It is no surprise that football is one of the world’s most popular sports, and that millions of fans around the world can focus on a single match at the highest level: 22 players go head-to-head to get possession of the ball in front of millions of eyes.
In reality, though, that’s not the whole story when it comes to watching a football game, and if we examine how much data we’re able to glean from a single game, we might just get a hint as to the reason why.
A sub-problem of วิเคราะห์บอล allows me to share my own experience in extracting as much knowledge as possible from broadcast-like video feeds of football matches.
Having A Problem
Even if you could get away with placing multiple fixed cameras around the field, the problem isn’t framed in an easy way, since extracting positional and semantic information from a single moving camera is hard to manipulate. Unfortunately, you probably wouldn’t be permitted to do that on a real stadium given the obvious budget and permission constraints.
There are a variety of ways (at least roughly) to process this video data on a budget and without having to leave your familiar chair.
Taking The Approach
We approached the task like any textbook (good) software engineer would: we decomposed the problem into smaller, more manageable and specific ones.
The division we came up with was as follows:
- Calculate the players’ position based on camera view and projection onto a 2D plane (referencing and homography estimation).
- Identification (i.e., that is, what and where are the players, the ball, and the referee).
- I need to know how to track entities between frames (aka object tracking).
- Is it possible to identify the players across frames? (i.e. how can I identify the players).
- Identifying the team that a player plays for (how do I figure out which team he plays for).
Starting with the overarching architecture of the system, we can then examine the details of the various tasks, from positional to semantic.

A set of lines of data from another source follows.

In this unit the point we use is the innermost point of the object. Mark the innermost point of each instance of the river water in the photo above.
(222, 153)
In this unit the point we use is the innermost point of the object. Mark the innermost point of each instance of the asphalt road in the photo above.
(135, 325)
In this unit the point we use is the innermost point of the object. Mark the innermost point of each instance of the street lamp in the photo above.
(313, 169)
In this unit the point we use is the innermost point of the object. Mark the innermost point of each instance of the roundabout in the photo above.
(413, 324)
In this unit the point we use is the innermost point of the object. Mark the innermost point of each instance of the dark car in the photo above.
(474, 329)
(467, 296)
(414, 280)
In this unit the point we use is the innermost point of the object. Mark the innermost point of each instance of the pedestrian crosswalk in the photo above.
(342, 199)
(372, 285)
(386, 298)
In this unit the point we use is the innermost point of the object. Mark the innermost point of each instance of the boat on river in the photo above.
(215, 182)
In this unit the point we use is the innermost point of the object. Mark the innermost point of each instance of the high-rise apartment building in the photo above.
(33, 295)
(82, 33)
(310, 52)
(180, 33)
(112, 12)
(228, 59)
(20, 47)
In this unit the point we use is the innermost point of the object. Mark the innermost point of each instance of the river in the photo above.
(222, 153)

We receive a sequence of frames in input, then employ object detection (fields and entities) to process each of the frames sequentially. Once we have a series of nearly consecutive detections, we begin tracking each entity. We also project the position of each entity from frame to pitch coordinates as we estimate the field’s position relative to the camera. Furthermore, by identifying each player and assigning him to a team, we can keep track of his performance.
Following that, we just repeat the video frame by frame until the end. We then proceed to a phase we refer to as smoothing, which entails looking back on the knowledge we have extracted frame by frame, and we do what is called “backward adjustments” in order to make trajectory detections and trajectories more comparable across the whole sequence.
From the moment we feed a frame into the system, we can now follow step-by-step what occurs inside.
Detecting Objects
When considering a problem like this from a ML perspective, the first thing you might notice is that finding labeled data with decent quality is hard. We can therefore turn to one of the most famous object detectors on the market: YoloV3.
If you crop the frame and expect the pre-trained net to deliver good results, then you will be disappointed. We used YOLO to feed the original resolution image to the network using a sliding window since accuracy was highly prioritized over speed here. Using this method, you will be able to distinguish consistently between players/referees, and the ball.